Le régime clérical iranien est de plus en plus fragilisé. Des autorités haut placées à Téhéran avertissent que le pays est entré dans sa période la plus périlleuse depuis des décennies, tandis que le gouvernement de Massoud Pezeshkian doit faire face à une procédure de destitution de plus en plus pressante, à une pression accrue sur la banque centrale et à une cascade de crises sociales et environnementales que les responsables reconnaissent de plus en plus ne pas pouvoir maîtriser.
L’ancien vice-président Eshaq Jahangiri, longtemps membre de la haute direction de la dictature cléricale, a livré l’une des analyses officielles les plus directes de mémoire récente. S’exprimant le 25 décembre 2025, il a déclaré que la situation du pays était « critique » et « au cours des vingt dernières années au moins… plus critique et plus difficile que jamais », arguant que le danger actuel résidait dans l’accumulation « multidimensionnelle » de crises non résolues, devenues « plus vastes, plus importantes et plus complexes ».
Cet avertissement intervient alors que le Parlement intensifie sa campagne de pression contre le gouvernement de Pezeshkian.
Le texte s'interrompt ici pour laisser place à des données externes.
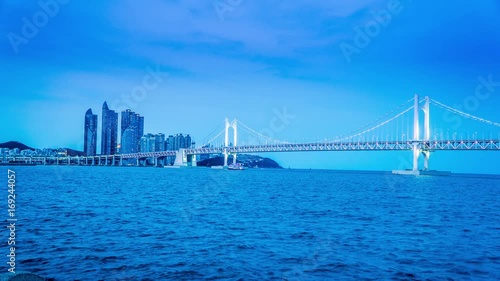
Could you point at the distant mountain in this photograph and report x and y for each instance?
(252, 161)
(15, 144)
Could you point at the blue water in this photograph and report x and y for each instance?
(111, 223)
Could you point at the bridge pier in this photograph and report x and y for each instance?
(427, 155)
(180, 158)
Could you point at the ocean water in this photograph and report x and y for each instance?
(117, 223)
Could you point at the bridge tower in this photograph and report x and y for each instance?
(230, 125)
(416, 133)
(417, 147)
(427, 131)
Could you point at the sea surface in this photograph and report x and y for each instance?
(127, 223)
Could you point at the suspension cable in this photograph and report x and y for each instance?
(463, 114)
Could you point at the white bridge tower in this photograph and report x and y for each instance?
(417, 142)
(230, 125)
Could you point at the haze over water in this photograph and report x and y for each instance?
(110, 223)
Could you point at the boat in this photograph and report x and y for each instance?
(235, 167)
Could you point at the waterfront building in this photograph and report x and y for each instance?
(132, 129)
(109, 136)
(90, 134)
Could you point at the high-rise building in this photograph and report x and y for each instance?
(109, 137)
(90, 134)
(148, 143)
(160, 142)
(132, 129)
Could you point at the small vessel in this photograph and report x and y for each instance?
(236, 166)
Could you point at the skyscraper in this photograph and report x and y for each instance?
(160, 142)
(132, 128)
(90, 134)
(109, 137)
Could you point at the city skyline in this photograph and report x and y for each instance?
(317, 62)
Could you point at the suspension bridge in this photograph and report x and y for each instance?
(399, 130)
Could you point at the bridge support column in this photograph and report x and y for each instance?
(234, 125)
(180, 158)
(416, 133)
(427, 155)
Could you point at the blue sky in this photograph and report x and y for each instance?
(246, 59)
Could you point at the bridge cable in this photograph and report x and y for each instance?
(463, 114)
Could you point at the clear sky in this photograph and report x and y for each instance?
(334, 65)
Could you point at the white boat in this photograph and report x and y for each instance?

Ahmad Naderi, membre du bureau du Parlement, a affirmé que des procédures de destitution avaient été engagées contre au moins sept ministres – Travail, Pétrole, Routes et Développement urbain, Énergie, Culture et Orientation islamique, Sports et Agriculture – le bureau devant statuer rapidement sur les dossiers en cours. Dans le même temps, Naderi a déclaré que le nombre de ministres « visés par une procédure de destitution » était passé à neuf, et que des mesures supplémentaires seraient préparées contre les ministres de l’Industrie et des Sciences.
La procédure de destitution se déroule sur fond de signes d’instabilité au cœur même de la gestion économique iranienne. Selon un article citant l’agence Fars News, le gouvernement examine la possibilité de remplacer le gouverneur de la banque centrale, Mohammad Reza Farzin, et cinq candidats auraient été proposés à Pezeshkian comme alternatives. Si l’article présente ces discussions comme une réponse aux pressions économiques de l’opinion publique, il souligne l’ampleur de la crise monétaire, devenue un indicateur de plus en plus crucial de la stabilité de l’État.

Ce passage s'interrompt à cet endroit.